GSE14333 Processing Pipeline — Yeo Lab Publications

Publication

DDX5 promotes oncogene C3 and FABP1 expressions and drives intestinal inflammation and tumorigenesis.

Life science alliance (2020) — PMID 32817263

Dataset

Expression data from 290 primary colorectal cancers

Warning: Pipeline descriptions and code snippets may be inferred or AI-generated. Use them only as a starting point to guide analysis, and validate before use.

Processing Steps

Generate Jupyter Notebook

1

Use the simpleaffy package in R/Bioconductor to calculate MAS5.0 calls.

R v4.3 (Bioconductor 3.18)

$ Bash example

# Install R and Bioconductor simpleaffy package if not already installed
# For Conda (recommended for environment management):
# conda create -n bioconductor_env r-base bioconductor-simpleaffy -y
# conda activate bioconductor_env

# For R directly:
# Rscript -e 'if (!requireNamespace("BiocManager", quietly = TRUE)) install.packages("BiocManager")'
# Rscript -e 'BiocManager::install("simpleaffy")'

# Create an R script to perform MAS5.0 normalization
cat << 'EOF' > mas5_normalization.R
library(simpleaffy)

# Define input directory containing .CEL files and output file
# Assuming .CEL files are in the current directory. Adjust 'cel_dir' if needed.
cel_dir <- "."
output_file <- "mas5_normalized_expression.tsv"

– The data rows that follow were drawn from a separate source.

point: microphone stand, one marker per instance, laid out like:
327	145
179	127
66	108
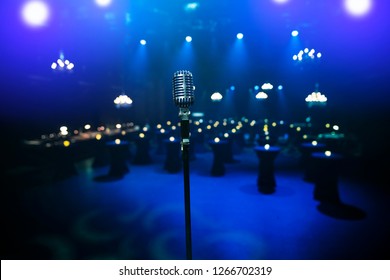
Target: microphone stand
185	144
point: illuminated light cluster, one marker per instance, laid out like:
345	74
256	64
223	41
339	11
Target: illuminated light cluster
267	86
280	1
216	96
261	95
191	6
123	101
35	13
103	3
62	64
358	8
294	33
64	130
306	54
316	97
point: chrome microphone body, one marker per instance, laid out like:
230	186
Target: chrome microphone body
183	97
183	89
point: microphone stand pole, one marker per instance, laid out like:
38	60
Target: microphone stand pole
185	144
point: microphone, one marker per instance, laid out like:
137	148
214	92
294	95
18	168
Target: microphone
183	89
183	96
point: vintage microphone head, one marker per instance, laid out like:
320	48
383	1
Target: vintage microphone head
183	89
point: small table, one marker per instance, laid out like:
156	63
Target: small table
266	182
219	150
326	172
119	155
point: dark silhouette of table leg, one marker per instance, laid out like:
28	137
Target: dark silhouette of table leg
306	160
119	156
326	177
219	150
173	159
266	182
142	153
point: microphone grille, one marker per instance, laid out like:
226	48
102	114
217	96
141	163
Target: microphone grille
183	88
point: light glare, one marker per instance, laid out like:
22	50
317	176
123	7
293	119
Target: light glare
35	13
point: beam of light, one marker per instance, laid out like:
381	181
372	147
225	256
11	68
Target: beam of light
103	3
35	13
358	7
280	1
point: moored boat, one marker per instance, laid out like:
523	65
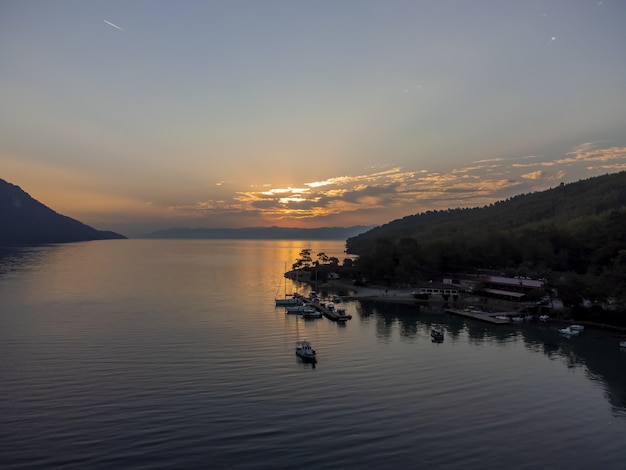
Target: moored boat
437	333
568	331
311	313
341	314
288	301
300	309
305	351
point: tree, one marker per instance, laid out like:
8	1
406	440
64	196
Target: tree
304	261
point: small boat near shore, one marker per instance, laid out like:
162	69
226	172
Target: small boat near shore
305	351
311	313
341	315
300	309
436	333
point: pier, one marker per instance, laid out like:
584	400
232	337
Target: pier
489	317
329	312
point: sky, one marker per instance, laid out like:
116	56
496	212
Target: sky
142	115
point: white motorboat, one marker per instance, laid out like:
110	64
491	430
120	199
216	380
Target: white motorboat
304	350
288	301
300	309
312	313
341	314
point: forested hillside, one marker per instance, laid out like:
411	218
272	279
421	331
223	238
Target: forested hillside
573	235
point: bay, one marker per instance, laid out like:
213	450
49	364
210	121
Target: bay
171	353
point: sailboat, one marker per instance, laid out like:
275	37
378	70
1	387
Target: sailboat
288	300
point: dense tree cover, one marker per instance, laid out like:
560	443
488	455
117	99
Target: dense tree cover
574	235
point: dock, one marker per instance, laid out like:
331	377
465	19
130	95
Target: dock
483	316
329	313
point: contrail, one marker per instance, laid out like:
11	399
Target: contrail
114	25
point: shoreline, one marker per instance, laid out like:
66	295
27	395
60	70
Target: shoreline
405	296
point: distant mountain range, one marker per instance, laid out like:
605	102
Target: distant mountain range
24	220
262	233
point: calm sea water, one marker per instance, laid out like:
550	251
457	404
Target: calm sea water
171	354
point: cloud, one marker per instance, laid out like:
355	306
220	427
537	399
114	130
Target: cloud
395	192
114	25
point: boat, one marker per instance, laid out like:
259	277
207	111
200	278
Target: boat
299	309
437	333
341	314
312	313
287	301
304	350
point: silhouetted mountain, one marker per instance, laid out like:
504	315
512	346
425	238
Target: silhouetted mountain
261	233
573	235
23	220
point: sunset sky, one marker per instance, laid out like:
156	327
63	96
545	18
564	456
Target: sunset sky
141	115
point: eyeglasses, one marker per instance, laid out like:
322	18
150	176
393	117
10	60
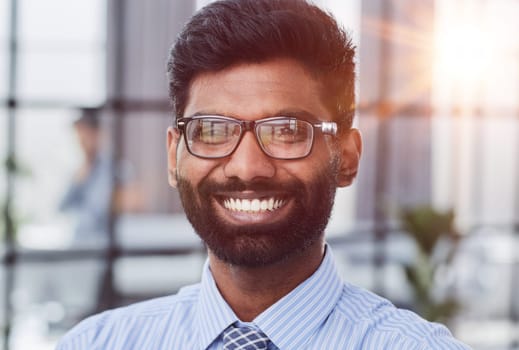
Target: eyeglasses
213	136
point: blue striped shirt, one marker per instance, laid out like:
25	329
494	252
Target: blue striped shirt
321	313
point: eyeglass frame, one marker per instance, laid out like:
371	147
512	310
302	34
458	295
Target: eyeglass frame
326	127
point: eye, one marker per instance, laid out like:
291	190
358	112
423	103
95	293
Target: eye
212	131
291	131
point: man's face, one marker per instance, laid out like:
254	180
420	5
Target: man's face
250	209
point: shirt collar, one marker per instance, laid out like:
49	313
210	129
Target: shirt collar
289	323
213	313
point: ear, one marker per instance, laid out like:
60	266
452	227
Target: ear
350	146
173	138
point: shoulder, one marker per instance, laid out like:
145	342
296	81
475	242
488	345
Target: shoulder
145	319
379	324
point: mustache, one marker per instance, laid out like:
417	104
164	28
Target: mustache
207	186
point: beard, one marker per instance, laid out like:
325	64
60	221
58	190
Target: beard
261	244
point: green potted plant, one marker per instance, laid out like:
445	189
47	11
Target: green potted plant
436	239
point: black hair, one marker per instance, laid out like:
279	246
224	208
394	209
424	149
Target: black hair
229	32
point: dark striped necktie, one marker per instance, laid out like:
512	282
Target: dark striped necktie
244	338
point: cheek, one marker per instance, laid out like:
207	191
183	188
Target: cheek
194	169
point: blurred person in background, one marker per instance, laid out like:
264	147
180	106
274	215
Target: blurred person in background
263	96
91	196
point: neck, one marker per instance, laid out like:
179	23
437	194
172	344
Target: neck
250	291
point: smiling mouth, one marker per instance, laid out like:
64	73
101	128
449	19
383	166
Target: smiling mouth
253	205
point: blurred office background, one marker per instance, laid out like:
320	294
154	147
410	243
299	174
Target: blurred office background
438	106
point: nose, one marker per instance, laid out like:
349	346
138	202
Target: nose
248	162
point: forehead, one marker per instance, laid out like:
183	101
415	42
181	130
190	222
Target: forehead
253	91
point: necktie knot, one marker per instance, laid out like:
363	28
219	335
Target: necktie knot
244	338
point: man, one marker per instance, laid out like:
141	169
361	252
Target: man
263	93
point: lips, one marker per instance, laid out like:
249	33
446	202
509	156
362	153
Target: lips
253	206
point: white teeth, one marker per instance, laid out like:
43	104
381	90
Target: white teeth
254	205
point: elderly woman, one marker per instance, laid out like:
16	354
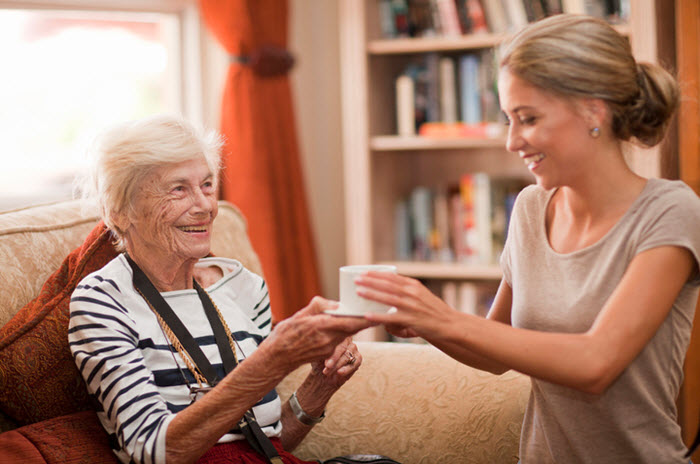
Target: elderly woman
161	324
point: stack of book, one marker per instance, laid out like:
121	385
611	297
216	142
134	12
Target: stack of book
465	223
424	18
448	96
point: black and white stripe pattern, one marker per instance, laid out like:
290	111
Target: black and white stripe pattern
127	361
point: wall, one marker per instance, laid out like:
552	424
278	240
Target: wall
316	93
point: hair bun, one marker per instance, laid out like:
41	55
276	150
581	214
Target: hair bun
649	113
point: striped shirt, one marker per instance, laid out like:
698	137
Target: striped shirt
127	362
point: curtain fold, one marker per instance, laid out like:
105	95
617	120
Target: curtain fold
262	171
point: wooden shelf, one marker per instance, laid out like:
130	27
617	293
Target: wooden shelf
446	44
395	142
433	44
457	271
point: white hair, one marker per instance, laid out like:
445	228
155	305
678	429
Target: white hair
125	154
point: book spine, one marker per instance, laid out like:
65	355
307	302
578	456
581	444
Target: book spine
441	221
449	18
386	19
496	17
573	6
421	214
402	231
405	106
466	226
469	89
482	217
516	13
468	297
448	98
432	79
477	17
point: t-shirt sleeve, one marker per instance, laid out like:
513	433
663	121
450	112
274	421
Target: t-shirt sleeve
516	218
106	352
674	219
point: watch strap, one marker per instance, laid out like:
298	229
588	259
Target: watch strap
301	415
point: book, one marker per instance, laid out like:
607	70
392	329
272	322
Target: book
468	298
432	82
552	7
420	19
418	75
573	6
441	250
402	231
386	19
464	226
449	18
477	18
490	106
420	206
517	16
405	106
483	243
479	130
448	97
496	17
449	293
470	100
399	10
534	10
464	21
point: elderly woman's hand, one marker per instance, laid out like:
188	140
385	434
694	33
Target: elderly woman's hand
310	336
337	369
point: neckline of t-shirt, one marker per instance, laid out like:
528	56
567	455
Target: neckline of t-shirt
633	207
210	260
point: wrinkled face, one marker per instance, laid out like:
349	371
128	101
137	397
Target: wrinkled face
175	208
548	132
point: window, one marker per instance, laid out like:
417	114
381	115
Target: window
68	73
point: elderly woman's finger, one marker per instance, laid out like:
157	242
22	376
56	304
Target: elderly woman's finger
337	355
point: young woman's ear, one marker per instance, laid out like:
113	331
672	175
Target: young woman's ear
594	111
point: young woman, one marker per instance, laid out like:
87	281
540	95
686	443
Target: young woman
600	268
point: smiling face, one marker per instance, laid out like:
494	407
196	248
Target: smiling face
549	133
174	211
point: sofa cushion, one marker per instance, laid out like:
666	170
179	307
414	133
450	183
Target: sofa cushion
73	439
38	377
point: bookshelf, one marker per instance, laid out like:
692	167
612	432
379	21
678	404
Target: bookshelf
380	167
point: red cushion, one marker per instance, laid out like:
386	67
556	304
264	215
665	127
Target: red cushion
71	439
38	377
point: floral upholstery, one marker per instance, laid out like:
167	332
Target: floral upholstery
417	405
410	402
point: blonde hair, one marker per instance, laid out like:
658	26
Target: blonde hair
126	154
581	56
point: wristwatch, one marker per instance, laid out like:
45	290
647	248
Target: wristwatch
301	415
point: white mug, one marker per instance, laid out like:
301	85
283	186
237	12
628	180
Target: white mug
351	304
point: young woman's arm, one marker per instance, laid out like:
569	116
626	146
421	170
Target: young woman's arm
589	361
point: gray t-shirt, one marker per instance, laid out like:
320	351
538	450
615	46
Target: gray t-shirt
634	420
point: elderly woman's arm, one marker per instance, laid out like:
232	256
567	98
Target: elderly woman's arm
306	337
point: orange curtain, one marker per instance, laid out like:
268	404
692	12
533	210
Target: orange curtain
262	172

# List all .CEL files in the specified directory
cel_files <- list.celfiles(cel_dir, full.names=TRUE)

# Check if any .CEL files were found
if (length(cel_files) == 0) {
  stop(paste("No .CEL files found in", cel_dir, ". Please ensure .CEL files are present or adjust 'cel_dir'."))
}

# Read Affymetrix .CEL files into an AffyBatch object
# For more complex experiments (e.g., with sample metadata), consider creating a phenoData file
# and using read.affybatch(filenames=cel_files, phenoData=pheno_data_object)
raw_data <- read.affybatch(filenames=cel_files)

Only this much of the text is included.